After watching the nearly 100 times people on Fox News confronted these numbers, the CBO report stopped feeling like a number describing humans. Rather, it felt like a political concoction — a number whipped up to make Obamacare repeal harder.
In fact, media outlets and experts who cited the CBO score were also treated with contempt. Below is a screenshot of a segment on how unfairly the mainstream media is treating the AHCA after the CBO score:
It’s cruel to disorient people like this
American health care is complicated. This AHCA debate is complicated. Yet it’s these complicated details that determine the cost and quality of care for our bodies.
So when nonpartisan analysts say that a bill will cause 23 million to lose insurance in 10 years and make costs skyrocket for older and poorer Americans, it should clarify our political opinions.

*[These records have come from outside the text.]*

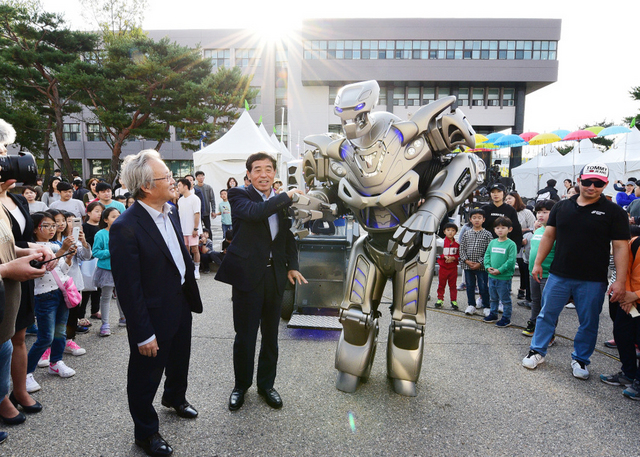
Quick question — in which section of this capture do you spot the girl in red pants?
[436,222,460,310]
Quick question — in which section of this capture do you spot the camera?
[0,152,38,184]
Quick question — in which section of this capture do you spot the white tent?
[193,111,280,195]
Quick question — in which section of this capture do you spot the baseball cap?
[580,162,609,182]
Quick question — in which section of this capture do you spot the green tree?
[0,4,98,177]
[65,34,211,179]
[173,67,258,150]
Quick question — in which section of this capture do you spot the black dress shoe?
[136,433,173,456]
[0,412,27,425]
[258,388,282,409]
[9,392,42,414]
[229,388,245,411]
[162,397,198,419]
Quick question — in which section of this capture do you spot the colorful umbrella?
[520,133,562,146]
[551,129,571,140]
[487,132,504,143]
[598,125,631,136]
[493,135,529,148]
[563,130,596,141]
[518,132,538,144]
[585,125,604,135]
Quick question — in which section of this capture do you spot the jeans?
[531,274,607,365]
[489,277,511,321]
[27,289,69,373]
[464,270,490,308]
[529,276,547,324]
[0,340,13,398]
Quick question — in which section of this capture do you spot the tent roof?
[193,111,279,167]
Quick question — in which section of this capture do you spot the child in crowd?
[460,208,493,315]
[93,207,127,336]
[27,212,76,385]
[216,189,232,239]
[436,222,460,311]
[78,201,104,327]
[522,200,556,338]
[22,186,48,214]
[484,217,518,328]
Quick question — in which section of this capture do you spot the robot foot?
[336,371,360,394]
[392,378,418,397]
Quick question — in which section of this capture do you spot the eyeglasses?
[153,172,173,182]
[580,179,607,189]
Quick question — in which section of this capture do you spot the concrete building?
[53,19,561,177]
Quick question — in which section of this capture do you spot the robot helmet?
[334,80,380,139]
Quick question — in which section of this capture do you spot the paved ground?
[0,226,640,456]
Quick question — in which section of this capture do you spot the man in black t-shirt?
[522,162,629,379]
[482,183,522,251]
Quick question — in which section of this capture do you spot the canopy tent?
[193,111,280,194]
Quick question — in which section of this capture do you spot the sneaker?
[100,324,111,336]
[483,312,498,323]
[522,350,544,370]
[571,360,589,379]
[27,373,42,394]
[49,360,76,378]
[64,340,87,357]
[622,379,640,400]
[600,371,633,387]
[522,321,536,336]
[38,348,51,368]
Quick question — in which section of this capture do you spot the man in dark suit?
[216,152,307,411]
[109,150,202,455]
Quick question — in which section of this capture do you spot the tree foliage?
[65,35,211,178]
[0,4,97,177]
[174,67,258,150]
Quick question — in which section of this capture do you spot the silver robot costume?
[291,81,486,396]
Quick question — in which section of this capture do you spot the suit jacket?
[216,185,298,294]
[109,198,202,343]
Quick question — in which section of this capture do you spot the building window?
[471,88,484,106]
[62,123,80,141]
[87,124,106,141]
[502,89,516,106]
[204,49,231,71]
[487,87,500,106]
[236,49,260,68]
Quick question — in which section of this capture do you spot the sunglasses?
[580,179,607,189]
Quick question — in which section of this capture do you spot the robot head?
[334,80,380,140]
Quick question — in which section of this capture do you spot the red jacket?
[438,237,460,270]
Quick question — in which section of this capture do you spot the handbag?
[80,258,98,292]
[51,270,82,309]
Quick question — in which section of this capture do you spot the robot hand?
[389,211,438,268]
[289,194,338,224]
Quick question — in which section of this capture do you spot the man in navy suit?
[216,152,307,411]
[109,150,202,456]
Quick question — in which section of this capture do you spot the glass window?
[502,89,516,106]
[62,123,81,141]
[471,88,484,106]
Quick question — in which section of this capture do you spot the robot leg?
[387,226,439,397]
[335,235,386,392]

But Fox News has taken advantage of television as a medium to try to convince its viewers that “23 million” is a partisan tool, not an evidence-based projection. It’s basing its rhetoric on personality, on partisanship, on tribalism, and insisting that people trust them, not the mainstream media or the nonpartisan analysts who are desperate to take down Donald Trump.
Let’s put it this way: When our satellites tell us a powerful hurricane is headed toward us, it’s irresponsible not to tell everyone to get out of the way. But convincing the people that the tools are malfunctioning, that the hurricane isn’t coming their way, that the rest of the news reports are wrong? That’s cruel.